Embun pagi masih terasa segar di kulitku. Paru-paru terasa sangat basaha karena sudah berada di lapangan sepagi ini. Tidak ada alasan tertentu kenapa Aku sekarang berada disini, ini sudah terasa seperti rutinitas.
Seperti biasa, lapangan sudah diisi oleh suara pantulan bola tenis dan decitan sepatu yang bergantian. Aku duduk di kursiku, kursi taman biru yang cukup jelas untuk melihat kearah dua pemuda yang sedang mengayunkan raket mereka.
Aku mengeluarkan kamera polaroidku. Berpura-pura untuk mengambil gambar secara random, yang sebenarnya di maksudkan untuk menangkap gambarnya.
Tentu dia makin terlihat tampan di balik layar polaroidku ini. Wajahnya yang bersemangat selalu terpancar saat ia memegang raketnya. Bisa ku tebak bahwa raket itu adalah sebagian dari hidupnya.
TUKK…
Entah bagaimana bisa ia kehilangan konsentrasinya hari ini. Bola itu memantul di permukaan betisku yang tertutup kaus kaki.

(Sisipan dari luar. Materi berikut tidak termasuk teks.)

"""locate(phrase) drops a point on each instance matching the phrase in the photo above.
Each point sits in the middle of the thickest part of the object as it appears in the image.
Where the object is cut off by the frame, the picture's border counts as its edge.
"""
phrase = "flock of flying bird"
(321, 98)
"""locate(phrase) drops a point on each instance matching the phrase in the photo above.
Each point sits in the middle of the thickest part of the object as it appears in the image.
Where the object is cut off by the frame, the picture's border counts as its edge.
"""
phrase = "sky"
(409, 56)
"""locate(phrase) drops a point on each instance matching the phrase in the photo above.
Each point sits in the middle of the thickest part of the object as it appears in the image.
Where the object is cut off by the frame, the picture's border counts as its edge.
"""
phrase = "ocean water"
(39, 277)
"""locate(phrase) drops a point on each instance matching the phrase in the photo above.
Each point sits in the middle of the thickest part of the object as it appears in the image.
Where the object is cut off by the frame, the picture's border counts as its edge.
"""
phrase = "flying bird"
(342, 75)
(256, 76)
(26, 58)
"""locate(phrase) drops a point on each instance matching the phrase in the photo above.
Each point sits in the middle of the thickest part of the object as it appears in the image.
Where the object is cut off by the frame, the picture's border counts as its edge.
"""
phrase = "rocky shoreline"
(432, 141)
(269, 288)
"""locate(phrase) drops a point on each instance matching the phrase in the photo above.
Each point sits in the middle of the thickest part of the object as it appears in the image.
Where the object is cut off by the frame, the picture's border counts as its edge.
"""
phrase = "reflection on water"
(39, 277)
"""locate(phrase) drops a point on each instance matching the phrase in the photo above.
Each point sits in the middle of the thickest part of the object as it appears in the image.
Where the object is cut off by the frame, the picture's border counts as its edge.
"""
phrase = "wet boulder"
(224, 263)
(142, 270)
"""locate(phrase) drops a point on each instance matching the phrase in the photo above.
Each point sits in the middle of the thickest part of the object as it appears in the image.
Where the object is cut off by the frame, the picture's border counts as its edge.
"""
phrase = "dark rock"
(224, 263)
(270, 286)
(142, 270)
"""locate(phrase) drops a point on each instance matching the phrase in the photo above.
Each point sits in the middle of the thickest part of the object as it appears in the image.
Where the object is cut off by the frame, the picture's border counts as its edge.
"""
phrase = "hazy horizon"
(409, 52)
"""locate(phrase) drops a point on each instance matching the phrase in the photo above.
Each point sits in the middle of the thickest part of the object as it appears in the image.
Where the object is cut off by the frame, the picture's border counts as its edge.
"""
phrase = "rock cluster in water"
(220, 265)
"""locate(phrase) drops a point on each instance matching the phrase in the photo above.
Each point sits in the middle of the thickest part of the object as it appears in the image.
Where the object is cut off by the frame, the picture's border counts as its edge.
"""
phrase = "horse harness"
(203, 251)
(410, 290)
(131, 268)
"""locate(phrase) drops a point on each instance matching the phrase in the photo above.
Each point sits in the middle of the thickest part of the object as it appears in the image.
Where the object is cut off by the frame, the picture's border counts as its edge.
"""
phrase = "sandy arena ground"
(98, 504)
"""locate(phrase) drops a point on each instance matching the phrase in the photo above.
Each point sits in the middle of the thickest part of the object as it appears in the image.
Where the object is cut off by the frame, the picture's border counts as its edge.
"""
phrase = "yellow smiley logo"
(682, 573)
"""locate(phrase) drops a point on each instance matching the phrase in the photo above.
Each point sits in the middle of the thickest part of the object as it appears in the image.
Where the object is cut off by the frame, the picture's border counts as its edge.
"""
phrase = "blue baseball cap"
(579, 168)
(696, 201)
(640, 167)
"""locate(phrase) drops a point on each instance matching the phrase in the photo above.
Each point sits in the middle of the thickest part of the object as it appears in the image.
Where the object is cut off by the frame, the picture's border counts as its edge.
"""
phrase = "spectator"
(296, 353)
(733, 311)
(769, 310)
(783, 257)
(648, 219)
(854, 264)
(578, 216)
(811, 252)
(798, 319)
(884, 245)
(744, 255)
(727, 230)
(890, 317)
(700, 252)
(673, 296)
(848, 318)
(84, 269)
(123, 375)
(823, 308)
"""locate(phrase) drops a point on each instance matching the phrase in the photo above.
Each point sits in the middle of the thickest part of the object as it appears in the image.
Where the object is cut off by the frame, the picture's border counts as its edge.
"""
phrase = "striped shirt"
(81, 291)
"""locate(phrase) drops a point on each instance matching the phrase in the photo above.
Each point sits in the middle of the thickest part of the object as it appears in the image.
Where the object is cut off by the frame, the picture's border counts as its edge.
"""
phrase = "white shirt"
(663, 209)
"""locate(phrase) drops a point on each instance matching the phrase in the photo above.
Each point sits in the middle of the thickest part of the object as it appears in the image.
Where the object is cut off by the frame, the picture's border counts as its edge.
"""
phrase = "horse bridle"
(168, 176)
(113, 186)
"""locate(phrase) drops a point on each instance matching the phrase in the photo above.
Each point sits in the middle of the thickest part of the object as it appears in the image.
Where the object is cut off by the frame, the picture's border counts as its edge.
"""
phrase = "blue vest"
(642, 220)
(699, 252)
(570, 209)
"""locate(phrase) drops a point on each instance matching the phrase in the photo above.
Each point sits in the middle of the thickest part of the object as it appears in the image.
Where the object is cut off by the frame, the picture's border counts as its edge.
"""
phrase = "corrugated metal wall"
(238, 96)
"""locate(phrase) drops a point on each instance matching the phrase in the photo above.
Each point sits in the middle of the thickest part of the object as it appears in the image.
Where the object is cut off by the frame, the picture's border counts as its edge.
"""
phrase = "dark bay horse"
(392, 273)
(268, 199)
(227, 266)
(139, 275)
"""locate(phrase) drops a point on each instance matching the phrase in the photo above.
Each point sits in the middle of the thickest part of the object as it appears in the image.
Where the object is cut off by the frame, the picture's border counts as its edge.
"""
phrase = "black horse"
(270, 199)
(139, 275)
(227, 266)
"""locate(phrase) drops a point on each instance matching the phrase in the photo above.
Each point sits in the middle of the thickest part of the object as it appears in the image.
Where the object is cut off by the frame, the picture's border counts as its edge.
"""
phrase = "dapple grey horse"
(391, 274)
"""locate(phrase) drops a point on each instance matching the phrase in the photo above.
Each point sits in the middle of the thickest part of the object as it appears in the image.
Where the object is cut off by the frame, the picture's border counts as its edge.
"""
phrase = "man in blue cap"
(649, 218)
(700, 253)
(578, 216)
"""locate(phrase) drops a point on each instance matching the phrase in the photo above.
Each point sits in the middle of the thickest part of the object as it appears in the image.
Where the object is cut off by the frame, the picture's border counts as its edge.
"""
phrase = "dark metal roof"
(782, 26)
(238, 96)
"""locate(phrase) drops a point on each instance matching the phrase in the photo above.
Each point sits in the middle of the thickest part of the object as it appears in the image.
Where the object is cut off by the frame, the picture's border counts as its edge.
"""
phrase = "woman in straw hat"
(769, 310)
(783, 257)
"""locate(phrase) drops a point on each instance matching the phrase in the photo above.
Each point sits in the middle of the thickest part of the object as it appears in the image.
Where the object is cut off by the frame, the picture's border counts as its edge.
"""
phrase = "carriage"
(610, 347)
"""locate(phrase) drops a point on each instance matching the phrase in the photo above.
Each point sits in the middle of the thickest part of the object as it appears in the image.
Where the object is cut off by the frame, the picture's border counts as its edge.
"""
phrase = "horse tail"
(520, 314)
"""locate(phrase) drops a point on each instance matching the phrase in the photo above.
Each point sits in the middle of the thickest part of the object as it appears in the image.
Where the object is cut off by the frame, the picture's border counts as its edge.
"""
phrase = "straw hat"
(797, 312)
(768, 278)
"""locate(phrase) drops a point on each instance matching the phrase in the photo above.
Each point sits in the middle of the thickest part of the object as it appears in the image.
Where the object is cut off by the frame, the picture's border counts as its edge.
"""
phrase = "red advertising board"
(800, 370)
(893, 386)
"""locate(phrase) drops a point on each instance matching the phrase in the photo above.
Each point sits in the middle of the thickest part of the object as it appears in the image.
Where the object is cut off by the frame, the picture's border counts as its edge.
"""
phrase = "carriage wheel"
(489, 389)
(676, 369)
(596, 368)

Seseorang dengan seragam tenis abu datang ke arahku untuk mengambil benda bundar berwarna hijau itu. Aku terlebih dahulu mengambilnya dari tanah yang tak jauh dari kakiku.
“Ada yang luka? Saya minta maaf ya.” Dia menatapku dengan perasaan bersalah.
“Saya baik-baik aja kok.” Jawabku. “Ini.” Lanjutku sambil menyerahkan bola itu pada pemuda berkulit putih yang berdiri di depanku.
“Makasih.” Ia tersenyum dengan hangatnya dan berbalik pergi ke tengah lapangan.
Bisa ku lihat dari kejauhan, teman pemuda barusan juga memasang wajah cemas ke arahku. Aku yang merasa terlalu di perhatikan memutuskan pergi dari tempat itu, walaupun itu hanya firasatku saja.